Zexian WU <wzx3122351...@gmail.com> 于2025年8月4日周一 14:35写道:

> Hi Shengkai,
>
> Thank you for your thoughtful feedback and excellent questions. These are
> all great points. Here are my thoughts:
>
> Regarding the requestSize parameter and its behavior: requestSize is not a
> request for permission but a post-facto count of records that have already
> been emitted. If this count (e.g., 3) exceeds the available rate credit
> (e.g., for 2 records), RateLimiter#acquire will return a CompletionStage
> that completes in the future. This creates a non-blocking pause in the
> SourceReader, allowing it to pay back the "time debt" and ensuring the
> average rate is maintained.
>
> Regarding notifyCheckpointAborted: You are absolutely right; this is a
> critical point for preventing deadlocks. The specific plan is to add a
> notifyCheckpointAborted method to the RateLimiter interface. Then, within
> the SourceReader implementation, I will handle the checkpoint abort
> callback and invoke this new method to reset the rate limiter's internal
> state.
>
> Regarding configuration and unsupported connectors: You've made an
> excellent point about this being a connector-specific feature.
>
> I agree that scan.rate-limit.record-per-second is a great name, and I will
> propose it as a best practice. I plan to use it in our initial reference
> implementation, likely for the Kafka connector, and it can serve as a
> reference for other connectors in the future.

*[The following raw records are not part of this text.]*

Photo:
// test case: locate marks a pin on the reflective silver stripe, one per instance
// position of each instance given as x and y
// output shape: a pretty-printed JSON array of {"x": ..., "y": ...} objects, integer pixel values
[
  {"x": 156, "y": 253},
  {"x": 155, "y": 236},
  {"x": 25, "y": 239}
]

> You are correct that the decision to support this feature and how to name
> the option lies with each connector. The framework only provides the
> underlying mechanism (the RateLimiter integration). The mechanism for
> providing clear error feedback works perfectly with this model: a connector
> that implements rate limiting will declare the option in its
> DynamicTableFactory. Connectors that don't support it will not declare the
> option. Consequently, Flink’s built-in validation will automatically throw
> a ValidationException for an unknown option, providing the desired user
> feedback.
>
> Best,
> Zexian
>
> Shengkai Fang <fskm...@gmail.com> 于2025年7月28日周一 14:57写道:
>
> > Hi, Zexian.
> >
> > Thanks for your FLIP. I think rate litmit is very important feature for
> our
> > users. But I have some questions about the FLIP:
> >
> > 1. How do I determine the input parameter `requestSize` for
> > `RateLimiter#acquire`? If the rate limiter indicates there are 2
> remaining
> > requests that can be emitted, but the `requestSize` is 3, what is the
> > behavior here?
> > 2. CheckpointListener also has a method named notifyCheckpointAborted, I
> > think RateLimiter also needs this. If the checkpoint aborts, please clear
> > the status of the rate limiter.
> > 3. I think `scan.rate-limit.record-per-second` is better than
> > `scan.rate.limit.record-per-second`. It seems only FLIP-27 source
> supports
> > rate-limit, it's better we can throw an exception to notify users if the
> > source doesn't support this feature.
> >
> > Best,
> > Shengkai
> >
> > Zexian WU <wzx3122351...@gmail.com> 于2025年7月28日周一 11:52写道:
> >
> > > Hi Leonard,
> > >
> > > Thanks a lot for your support and positive feedback! I'm glad to hear
> you
> > > think the design meets the needs of most scenarios.
> > >
> > > Indeed, rate limiting is a fundamental and important feature, and I'm
> > > excited to help fill this gap.
> > >
> > > I'm also looking forward to more ideas and potential improvements from
> > > other community members.
> > >
> > > Thanks again!
> > >
> > > Best,
> > > Zexian
> > >
> > >
> > > On 2025/07/24 12:19:39 Leonard Xu wrote:
> > > > Thanks Zexian for driving this work.
> > > >
> > > > Rate limiting is a common requirement, TBH, we should have supported
> it
> > > in earlier stage, and the proposed design integrating it into the
> source
> > > operator lifecycle, it is already able to meet the vast majority of
> > > scenarios, looks good from my side.
> > > >
> > > > Best,
> > > > Leonard
> > > >
> > > >
> > > > > 2025 7月 18 12:01,Zexian WU <wz...@gmail.com> 写道:
> > > > >
> > > > > Hi everyone,
> > > > > I would like to start a discussion on a new Flink Improvement
> > Proposal
> > > (FLIP), FLIP-535: Introduce RateLimiter to Source.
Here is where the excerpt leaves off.